More than 20 years ago when I was relatively new to the counseling field, I was employed as a clinician by a large EAP in upstate New York, Cornell University being our largest contracting organization. I was the only evangelical Christian in an agency of more than 30 non-Christian professional counselors, in a small, ultra-liberal, highly educated city. Talking openly about my faith was a challenge, whether with clients or among my associates. However, I succeeded to win their respect and to make a contribution to people-helping, largely because I followed the same line of suggestions that you make, and I reframed my work as “pre-evangelistic” counseling. That is, by helping people to learn better relationship skills, I was helping to prepare them for a more successful relationship with God, should they ever have one. By helping clients learn about themselves, including their weaknesses and failures, I was preparing them for facing the biblical truth that they are sinners in need of a Savior. By affirming the good and positive in people, I was helping them to learn about how they are made in God’s image, even though I could not always tell them that.
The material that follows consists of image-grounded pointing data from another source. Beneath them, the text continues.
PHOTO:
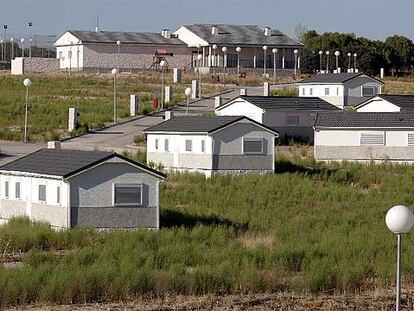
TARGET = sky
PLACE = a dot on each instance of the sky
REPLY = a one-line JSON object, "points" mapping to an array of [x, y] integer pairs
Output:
{"points": [[375, 19]]}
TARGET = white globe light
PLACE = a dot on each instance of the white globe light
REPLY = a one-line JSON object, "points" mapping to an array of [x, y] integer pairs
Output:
{"points": [[27, 82], [188, 91], [399, 219]]}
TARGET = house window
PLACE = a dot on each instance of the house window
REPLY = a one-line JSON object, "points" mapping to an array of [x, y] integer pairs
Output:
{"points": [[368, 91], [188, 145], [292, 120], [17, 190], [42, 193], [252, 146], [127, 194], [372, 139]]}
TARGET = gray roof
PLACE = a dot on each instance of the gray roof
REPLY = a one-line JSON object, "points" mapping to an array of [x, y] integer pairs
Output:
{"points": [[242, 35], [124, 37], [364, 120], [287, 103], [198, 124], [333, 78], [63, 163]]}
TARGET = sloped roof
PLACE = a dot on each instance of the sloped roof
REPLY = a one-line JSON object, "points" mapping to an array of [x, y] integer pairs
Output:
{"points": [[364, 120], [334, 78], [286, 103], [241, 35], [199, 124], [65, 163], [124, 37]]}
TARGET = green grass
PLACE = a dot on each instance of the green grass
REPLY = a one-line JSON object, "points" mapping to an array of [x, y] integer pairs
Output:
{"points": [[308, 228]]}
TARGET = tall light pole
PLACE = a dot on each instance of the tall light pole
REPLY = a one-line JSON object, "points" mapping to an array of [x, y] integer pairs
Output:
{"points": [[187, 93], [264, 60], [238, 50], [399, 220], [274, 51], [320, 60], [337, 59], [327, 61], [162, 65], [26, 83], [296, 62], [114, 73], [224, 50]]}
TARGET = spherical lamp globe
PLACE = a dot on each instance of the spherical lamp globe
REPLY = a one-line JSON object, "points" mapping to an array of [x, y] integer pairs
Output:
{"points": [[399, 219]]}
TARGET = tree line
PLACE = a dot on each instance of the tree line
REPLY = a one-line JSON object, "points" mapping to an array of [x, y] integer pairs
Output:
{"points": [[395, 54]]}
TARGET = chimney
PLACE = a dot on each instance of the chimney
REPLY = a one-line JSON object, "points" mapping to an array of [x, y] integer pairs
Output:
{"points": [[53, 145]]}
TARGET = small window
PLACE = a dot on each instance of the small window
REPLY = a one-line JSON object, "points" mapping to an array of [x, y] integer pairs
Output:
{"points": [[292, 120], [372, 139], [42, 193], [252, 146], [128, 194], [58, 194], [188, 145], [6, 189], [368, 91], [17, 190]]}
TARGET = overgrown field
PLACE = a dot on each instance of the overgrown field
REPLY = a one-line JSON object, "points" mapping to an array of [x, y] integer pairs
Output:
{"points": [[306, 228], [51, 96]]}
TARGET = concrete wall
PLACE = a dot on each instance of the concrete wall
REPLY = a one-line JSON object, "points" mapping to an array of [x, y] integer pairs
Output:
{"points": [[92, 197]]}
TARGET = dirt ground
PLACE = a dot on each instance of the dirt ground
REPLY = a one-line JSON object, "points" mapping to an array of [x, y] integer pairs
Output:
{"points": [[378, 300]]}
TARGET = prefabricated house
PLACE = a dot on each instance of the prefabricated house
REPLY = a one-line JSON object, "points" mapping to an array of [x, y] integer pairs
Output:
{"points": [[289, 116], [212, 145], [341, 89], [387, 103], [364, 136], [72, 188]]}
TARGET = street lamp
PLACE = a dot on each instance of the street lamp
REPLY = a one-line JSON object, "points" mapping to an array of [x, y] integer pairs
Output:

By teaching them self-reflective, self-expressive, and feelings-managment skills, I was helping them to develop resources that they could use to successfully walk with and serve God some day, should they become His children. In order for me to reframe my work in this way, I needed to understand and humbly accept the implications of 1 Cor. 3:5-9: “The Lord has assigned to each his task.” I could not be all things to all people–an important lesson for any young counselor, regardless of his or her worldview. What I could be is a loving light that shines through whatever cracks appear in the basket under which the secular employer has placed me (Lk. 11:33-36).
Thank you, thank you, thank you!!
Currently studying in a secular university with practicum in a secular setting beginning this fall and after graduation, who knows, this is a question I have been asking.
I am thrilled to have found this blog and these posts.